Error Response Format

Errors return a JSON body with an error object and an HTTP status code:
{
  "error": {
    "message": "Invalid API key provided",
    "type": "authentication_error",
    "code": null,
    "param": null
  }
}
The type field is the machine-readable discriminator.
typeMeaning
authentication_errorMissing or invalid API key.
invalid_request_errorMalformed request body or unsupported parameter.
model_not_foundThe requested model id is unavailable.
upstream_errorThe upstream provider failed or timed out.

Status Codes

StatusMeaning
400Bad request, unknown model, or invalid parameter.
401Missing or invalid API key.
403Forbidden, for example insufficient credits.
429Rate limited.
500Gateway server error.
502Upstream provider unavailable.
503Service temporarily unavailable.

SDK Handling

import os
import time
from openai import OpenAI, AuthenticationError, RateLimitError, APIError

client = OpenAI(
    base_url="https://inference.phala.com/v1",
    api_key=os.environ["API_KEY"],
)

try:
    response = client.chat.completions.create(
        model="phala/qwen3.5-27b",
        messages=[{"role": "user", "content": "Hello"}],
    )
except AuthenticationError:
    print("Invalid API key")
except RateLimitError:
    print("Rate limited; retry with backoff")
except APIError as e:
    print(f"API error {e.status_code}: {e.message}")

Retry Policy

Retry only transient errors:
  • Retry 429, 500, 502, and 503 with exponential backoff.
  • Do not retry 400 or 401 until you fix the request or key.
  • If a confidential upstream verification fails, treat it as a failed security condition, not a normal retry loop, unless the API response documents it as transient.
from openai import RateLimitError, APIError

def with_retry(call, max_retries=3):
    for attempt in range(max_retries):
        try:
            return call()
        except (RateLimitError, APIError) as e:
            status = getattr(e, "status_code", 500)
            if status in (429, 500, 502, 503) and attempt < max_retries - 1:
                time.sleep(2 ** attempt)
                continue
            raise

Common Cases

Confirm the Authorization: Bearer <API_KEY> header, check for whitespace, and create a fresh key from the Phala dashboard if needed.
List valid model ids with GET /v1/models.
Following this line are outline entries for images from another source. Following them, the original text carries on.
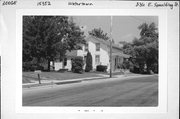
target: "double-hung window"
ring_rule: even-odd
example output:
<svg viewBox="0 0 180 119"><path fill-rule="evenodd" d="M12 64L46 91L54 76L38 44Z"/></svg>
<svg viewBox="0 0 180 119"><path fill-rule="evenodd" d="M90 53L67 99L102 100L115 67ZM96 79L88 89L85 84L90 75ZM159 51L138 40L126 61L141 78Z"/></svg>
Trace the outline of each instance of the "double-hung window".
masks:
<svg viewBox="0 0 180 119"><path fill-rule="evenodd" d="M96 43L96 51L100 51L100 43Z"/></svg>
<svg viewBox="0 0 180 119"><path fill-rule="evenodd" d="M95 56L95 62L96 64L100 64L100 55Z"/></svg>

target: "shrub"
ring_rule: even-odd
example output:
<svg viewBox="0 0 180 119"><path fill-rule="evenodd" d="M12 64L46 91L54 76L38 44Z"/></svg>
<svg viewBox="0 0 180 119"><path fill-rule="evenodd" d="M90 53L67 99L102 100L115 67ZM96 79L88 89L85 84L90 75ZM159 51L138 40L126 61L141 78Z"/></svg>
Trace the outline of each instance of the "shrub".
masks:
<svg viewBox="0 0 180 119"><path fill-rule="evenodd" d="M68 69L59 69L58 72L61 72L61 73L64 73L64 72L67 72Z"/></svg>
<svg viewBox="0 0 180 119"><path fill-rule="evenodd" d="M33 64L31 62L23 63L23 71L35 71L35 70L44 70L44 67L41 65Z"/></svg>
<svg viewBox="0 0 180 119"><path fill-rule="evenodd" d="M97 65L96 66L96 71L101 71L101 72L106 72L107 66L105 65Z"/></svg>
<svg viewBox="0 0 180 119"><path fill-rule="evenodd" d="M74 73L82 73L83 72L83 58L82 57L75 57L72 58L72 72Z"/></svg>
<svg viewBox="0 0 180 119"><path fill-rule="evenodd" d="M92 70L92 55L90 52L87 53L87 57L86 57L86 68L85 68L85 72L89 72Z"/></svg>

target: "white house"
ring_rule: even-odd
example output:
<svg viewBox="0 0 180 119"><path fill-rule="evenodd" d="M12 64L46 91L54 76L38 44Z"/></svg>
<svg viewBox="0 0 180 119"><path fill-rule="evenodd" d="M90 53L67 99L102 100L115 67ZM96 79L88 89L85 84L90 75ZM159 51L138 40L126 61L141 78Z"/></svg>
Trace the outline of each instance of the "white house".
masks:
<svg viewBox="0 0 180 119"><path fill-rule="evenodd" d="M108 71L110 69L110 42L103 39L88 36L86 38L86 45L82 46L82 50L74 50L66 53L66 60L64 61L64 68L71 70L71 58L76 56L82 56L86 60L87 52L89 51L92 55L92 66L93 70L96 70L97 65L106 65ZM115 44L112 44L112 71L118 69L119 64L121 64L124 58L129 56L123 54L122 49ZM63 62L55 62L55 70L59 70L63 67Z"/></svg>

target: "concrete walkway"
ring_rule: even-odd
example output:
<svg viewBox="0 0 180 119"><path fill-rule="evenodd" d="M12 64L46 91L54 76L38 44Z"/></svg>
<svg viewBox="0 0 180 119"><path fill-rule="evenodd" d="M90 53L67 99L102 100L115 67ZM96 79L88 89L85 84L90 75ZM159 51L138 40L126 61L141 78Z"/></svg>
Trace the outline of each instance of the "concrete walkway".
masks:
<svg viewBox="0 0 180 119"><path fill-rule="evenodd" d="M121 79L125 80L128 77L144 77L148 75L142 74L124 74L124 75L114 75L112 79ZM23 88L32 88L32 87L39 87L39 86L48 86L48 85L62 85L62 84L69 84L69 83L79 83L82 81L90 81L90 80L99 80L99 79L109 79L109 75L103 75L100 77L87 77L87 78L78 78L78 79L67 79L67 80L41 80L41 84L39 81L34 81L33 83L26 83L23 84Z"/></svg>

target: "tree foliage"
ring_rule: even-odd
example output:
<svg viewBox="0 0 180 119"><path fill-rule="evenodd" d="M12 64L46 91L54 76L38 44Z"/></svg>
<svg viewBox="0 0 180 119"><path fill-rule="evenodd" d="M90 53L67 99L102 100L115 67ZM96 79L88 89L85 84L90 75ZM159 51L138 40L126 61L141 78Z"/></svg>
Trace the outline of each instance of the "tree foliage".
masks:
<svg viewBox="0 0 180 119"><path fill-rule="evenodd" d="M94 28L92 31L89 32L89 35L101 38L106 41L109 40L108 34L104 33L104 31L101 28Z"/></svg>
<svg viewBox="0 0 180 119"><path fill-rule="evenodd" d="M158 67L158 32L154 23L143 23L138 27L140 38L135 38L131 43L123 42L124 53L130 54L139 67L147 66L147 70Z"/></svg>
<svg viewBox="0 0 180 119"><path fill-rule="evenodd" d="M23 16L23 62L47 61L50 70L50 61L85 43L83 34L66 16Z"/></svg>

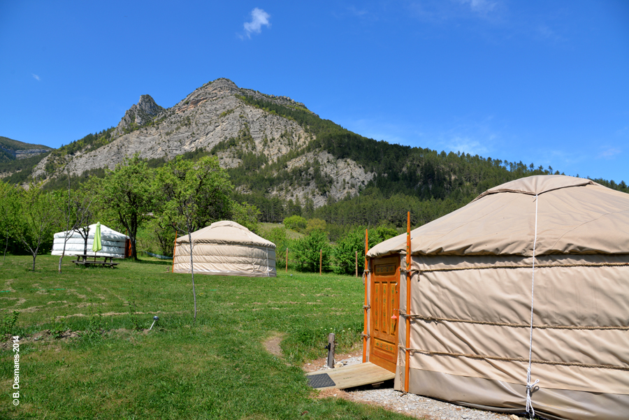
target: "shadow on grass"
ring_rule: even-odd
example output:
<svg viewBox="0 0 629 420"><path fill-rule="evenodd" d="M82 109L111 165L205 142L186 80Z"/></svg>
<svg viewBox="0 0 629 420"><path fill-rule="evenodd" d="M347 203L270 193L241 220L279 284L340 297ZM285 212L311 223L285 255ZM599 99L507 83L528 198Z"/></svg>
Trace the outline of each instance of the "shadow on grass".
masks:
<svg viewBox="0 0 629 420"><path fill-rule="evenodd" d="M133 259L129 259L127 261L133 262L133 263L136 263L138 264L154 264L156 266L168 266L169 267L173 265L173 261L168 261L168 260L159 261L159 260L150 260L150 259L138 259L138 261L133 261Z"/></svg>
Do not assume a model id exists until it appears in the catalog.
Some models support max_tokens; others require max_completion_tokens. Check supported_parameters in /v1/models.
Back off and retry. For sustained high volume, use dedicated models or dedicated GPU TEE capacity.
Retry after backoff or choose another model. For sensitive prompts, confirm the replacement model returns upstream.verified.result = verified.

Best Practices

  • Branch on HTTP status and error.type, not message text.
  • Keep API keys in environment variables or a secret manager.
  • Never log request bodies for sensitive prompts.
  • Verify x-receipt-id when the response is security-sensitive.